Gophers’ struggles temper expectations for upsetting Indiana

Minnesota is 3-7 since losing a close game at Indiana last month.

Minnesota guard Andre Hollins dribbles past a Badger on Thursday, Feb. 14, 2013, at Williams Arena.

Amanda Snyder, Daily File Photo

Minnesota guard Andre Hollins dribbles past a Badger on Thursday, Feb. 14, 2013, at Williams Arena.

Andrew Krammer

Minnesota’s single-digit loss to Indiana at Assembly Hall on Jan. 12 left many Gophers fans smelling blood in the water for Tuesday’s rematch at Williams Arena.

Minnesota, then ranked No. 8 in the nation, spotted then-No. 5 Indiana a 23-point lead entering halftime. It responded with 52 second-half points to pull within three points with 19 seconds left, before ultimately falling short.

Six weeks later, head coach Tubby Smith’s squad has scored more than 52 points just twice in its past five games. The Gophers haven’t topped 30 points in a single half in those five games.

Minnesota’s offensive struggles and 3-8 record in its past 11 games have tempered high expectations for the rematch with the Hoosiers.

“I hope they keep it respectable,” University of Minnesota junior Garrison Shepard said. “When you lose to teams like Northwestern, lose by over 20 to Iowa, it puts a damper on your season.”

Many fans expected Minnesota to contend for a Big Ten title after a strong start to the season, but some have given up on this year before it’s over.

“Anything can happen,” University senior Jacob Dunn said, “but after that Ohio State game, I’m expecting a 30-point loss.”

The manner in which the team has lost recently — 21- and 26-point losses at Iowa and Ohio State, respectively — has Smith questioning his team’s psyche.

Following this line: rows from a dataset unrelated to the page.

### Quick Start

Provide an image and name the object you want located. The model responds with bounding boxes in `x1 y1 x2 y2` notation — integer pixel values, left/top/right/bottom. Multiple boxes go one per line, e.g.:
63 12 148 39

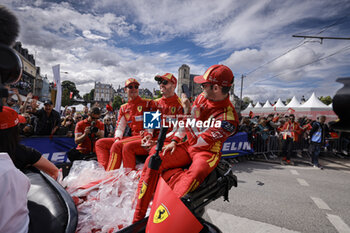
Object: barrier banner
21 137 76 164
221 132 254 158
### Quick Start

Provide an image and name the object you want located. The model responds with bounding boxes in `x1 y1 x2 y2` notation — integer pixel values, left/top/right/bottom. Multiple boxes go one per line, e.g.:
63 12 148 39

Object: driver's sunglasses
127 85 139 89
158 79 169 85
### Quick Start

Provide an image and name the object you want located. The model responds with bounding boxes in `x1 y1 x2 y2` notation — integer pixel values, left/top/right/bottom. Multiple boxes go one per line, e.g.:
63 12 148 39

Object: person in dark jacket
33 100 61 135
309 116 329 169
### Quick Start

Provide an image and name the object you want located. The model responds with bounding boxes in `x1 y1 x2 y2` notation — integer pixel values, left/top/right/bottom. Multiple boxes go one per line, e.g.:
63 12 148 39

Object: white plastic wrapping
60 161 146 233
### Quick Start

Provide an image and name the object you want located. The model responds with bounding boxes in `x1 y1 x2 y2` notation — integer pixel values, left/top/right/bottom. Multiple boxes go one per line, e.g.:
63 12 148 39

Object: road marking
311 197 331 210
297 178 310 186
290 170 299 176
206 209 298 233
327 214 350 233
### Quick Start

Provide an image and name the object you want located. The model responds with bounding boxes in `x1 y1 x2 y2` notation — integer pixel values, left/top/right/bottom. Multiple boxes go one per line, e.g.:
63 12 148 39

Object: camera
90 121 98 134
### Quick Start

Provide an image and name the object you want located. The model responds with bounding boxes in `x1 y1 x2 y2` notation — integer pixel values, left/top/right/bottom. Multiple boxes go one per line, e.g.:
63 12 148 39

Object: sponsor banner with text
21 137 76 164
221 132 254 158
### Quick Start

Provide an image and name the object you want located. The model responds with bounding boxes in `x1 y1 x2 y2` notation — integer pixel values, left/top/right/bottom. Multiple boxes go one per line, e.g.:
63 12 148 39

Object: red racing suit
122 94 184 169
133 94 238 222
96 96 156 171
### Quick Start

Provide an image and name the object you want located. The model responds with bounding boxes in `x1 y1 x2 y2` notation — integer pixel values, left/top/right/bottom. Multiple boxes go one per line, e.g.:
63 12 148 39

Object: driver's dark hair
89 107 101 115
0 125 20 163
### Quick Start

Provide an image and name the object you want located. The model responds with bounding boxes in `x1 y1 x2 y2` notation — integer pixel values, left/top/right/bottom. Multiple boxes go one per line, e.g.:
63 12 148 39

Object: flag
288 108 295 114
52 64 62 112
146 177 203 233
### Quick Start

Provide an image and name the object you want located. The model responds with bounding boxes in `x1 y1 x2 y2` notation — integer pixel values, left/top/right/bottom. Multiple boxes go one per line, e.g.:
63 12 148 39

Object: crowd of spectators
7 88 349 160
239 113 350 163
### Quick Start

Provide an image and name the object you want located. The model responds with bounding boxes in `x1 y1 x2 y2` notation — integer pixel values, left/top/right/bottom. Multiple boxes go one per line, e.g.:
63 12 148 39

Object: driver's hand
84 127 91 135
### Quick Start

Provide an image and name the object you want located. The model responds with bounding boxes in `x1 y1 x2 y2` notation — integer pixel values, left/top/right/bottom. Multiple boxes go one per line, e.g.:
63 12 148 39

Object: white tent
254 102 262 108
274 98 286 108
286 96 300 108
301 92 329 108
263 100 272 108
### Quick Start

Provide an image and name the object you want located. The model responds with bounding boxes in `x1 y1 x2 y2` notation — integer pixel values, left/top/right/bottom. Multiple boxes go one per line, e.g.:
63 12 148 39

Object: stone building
13 41 36 96
177 64 202 99
94 82 116 102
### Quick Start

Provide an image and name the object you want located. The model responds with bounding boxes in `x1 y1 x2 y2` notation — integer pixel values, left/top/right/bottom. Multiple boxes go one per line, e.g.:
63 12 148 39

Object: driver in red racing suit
133 65 238 222
123 73 184 169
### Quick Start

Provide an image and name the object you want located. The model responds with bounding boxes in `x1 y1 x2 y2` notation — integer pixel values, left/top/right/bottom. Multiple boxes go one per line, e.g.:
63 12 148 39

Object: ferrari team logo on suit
139 182 147 199
153 203 170 223
195 109 201 118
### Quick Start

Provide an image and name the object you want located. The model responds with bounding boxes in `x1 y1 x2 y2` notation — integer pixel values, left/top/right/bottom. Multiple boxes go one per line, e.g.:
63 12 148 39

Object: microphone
0 5 23 92
0 5 19 46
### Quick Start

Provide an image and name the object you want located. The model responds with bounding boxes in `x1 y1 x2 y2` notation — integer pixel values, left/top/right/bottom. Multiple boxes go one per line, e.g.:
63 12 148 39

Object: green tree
319 96 332 105
62 80 81 106
112 95 123 109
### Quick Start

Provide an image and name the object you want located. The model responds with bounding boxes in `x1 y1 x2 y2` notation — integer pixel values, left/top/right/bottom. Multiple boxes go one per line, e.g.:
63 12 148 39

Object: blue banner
21 137 76 164
221 132 254 158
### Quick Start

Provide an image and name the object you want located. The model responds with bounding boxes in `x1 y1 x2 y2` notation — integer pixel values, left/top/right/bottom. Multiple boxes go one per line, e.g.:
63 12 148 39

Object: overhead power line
245 15 350 76
293 35 350 40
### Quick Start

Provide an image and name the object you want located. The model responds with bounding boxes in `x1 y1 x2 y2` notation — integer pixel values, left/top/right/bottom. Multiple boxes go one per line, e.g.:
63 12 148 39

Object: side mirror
332 77 350 132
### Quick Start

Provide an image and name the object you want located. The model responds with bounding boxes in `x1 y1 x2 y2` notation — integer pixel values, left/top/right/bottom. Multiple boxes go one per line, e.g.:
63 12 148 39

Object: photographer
75 107 104 155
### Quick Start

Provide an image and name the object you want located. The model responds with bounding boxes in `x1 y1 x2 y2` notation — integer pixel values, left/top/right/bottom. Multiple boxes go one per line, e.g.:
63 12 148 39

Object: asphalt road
204 161 350 233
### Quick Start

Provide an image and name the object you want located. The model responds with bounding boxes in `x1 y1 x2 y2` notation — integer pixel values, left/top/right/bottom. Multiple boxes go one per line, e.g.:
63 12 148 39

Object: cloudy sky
2 0 350 102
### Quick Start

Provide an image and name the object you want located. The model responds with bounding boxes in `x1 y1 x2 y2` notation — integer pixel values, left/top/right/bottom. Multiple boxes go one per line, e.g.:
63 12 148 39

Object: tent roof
254 102 262 108
274 98 285 108
263 100 272 108
301 92 329 108
286 96 300 108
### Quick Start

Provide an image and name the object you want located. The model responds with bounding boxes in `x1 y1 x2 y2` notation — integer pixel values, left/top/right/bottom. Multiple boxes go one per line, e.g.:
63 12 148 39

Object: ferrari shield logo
153 203 170 223
139 182 147 199
195 110 201 118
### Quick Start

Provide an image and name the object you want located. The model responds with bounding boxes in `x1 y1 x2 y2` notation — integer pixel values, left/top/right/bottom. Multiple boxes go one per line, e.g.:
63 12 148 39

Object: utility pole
239 74 245 112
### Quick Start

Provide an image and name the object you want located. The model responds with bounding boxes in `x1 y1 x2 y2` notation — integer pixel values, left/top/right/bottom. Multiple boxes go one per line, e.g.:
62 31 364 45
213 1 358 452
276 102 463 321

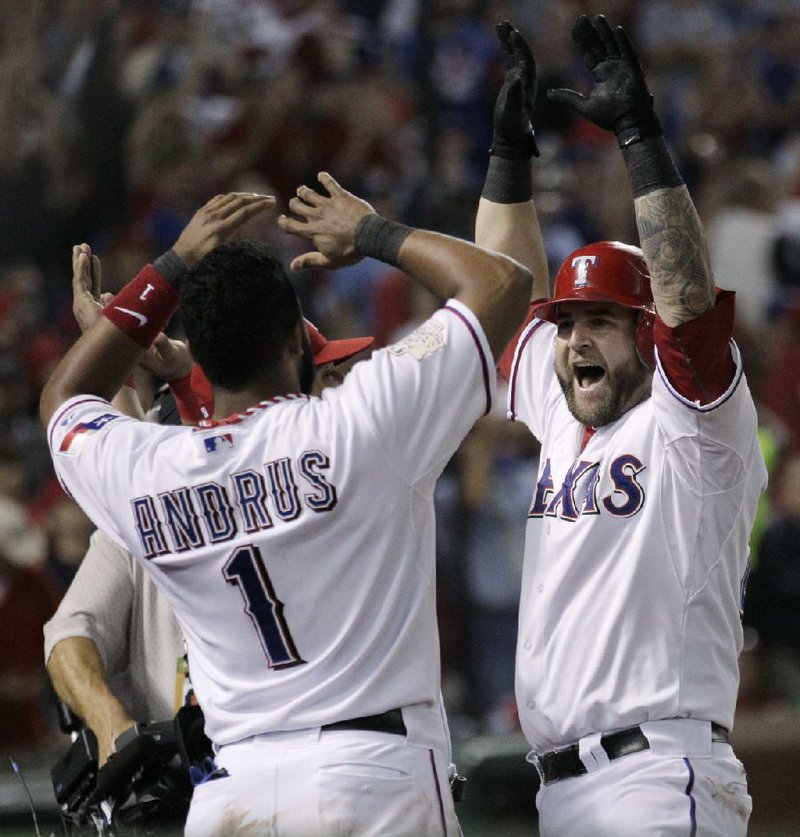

Smith had a sports psychologist talk to his team during the past week, freshman Wally Ellenson said.

“I hope they come out angry,” Smith said, “[and] play with a sense of urgency.”

Sophomore point guard Andre Hollins, who’s in an uncharacteristically bad shooting slump, said the Gophers need to stop the excuses.

“We need to get this thing together immediately,” Hollins said. “There’s not much more I can say about it.”

Minnesota has struggled with the basics, and Smith said he’s stripped his team’s practices down to the fundamentals in recent weeks.

The Gophers had a season-high 24 turnovers in their loss at Ohio State on Feb. 20. That turnover problem, coupled with the team’s shooting slump, has Minnesota’s offense playing like one of the worst in the conference.

Hollins has contributed to the Gophers’ poor shooting. In the team’s first seven Big Ten games, the sophomore shot 49 percent from three-point range.

In the past seven, Hollins has made 29 percent of his three-pointers.

“I’m still young. There are things I can work on,” Hollins said. “But bottom line: We need to win.”

As Minnesota continues to struggle, Hollins said Smith has turned up the heat in practice, making the entire team run sprints when one person turns it over.

“We had a two-a-day practice on Saturday,” Hollins said. “That was intense with all the turnovers.”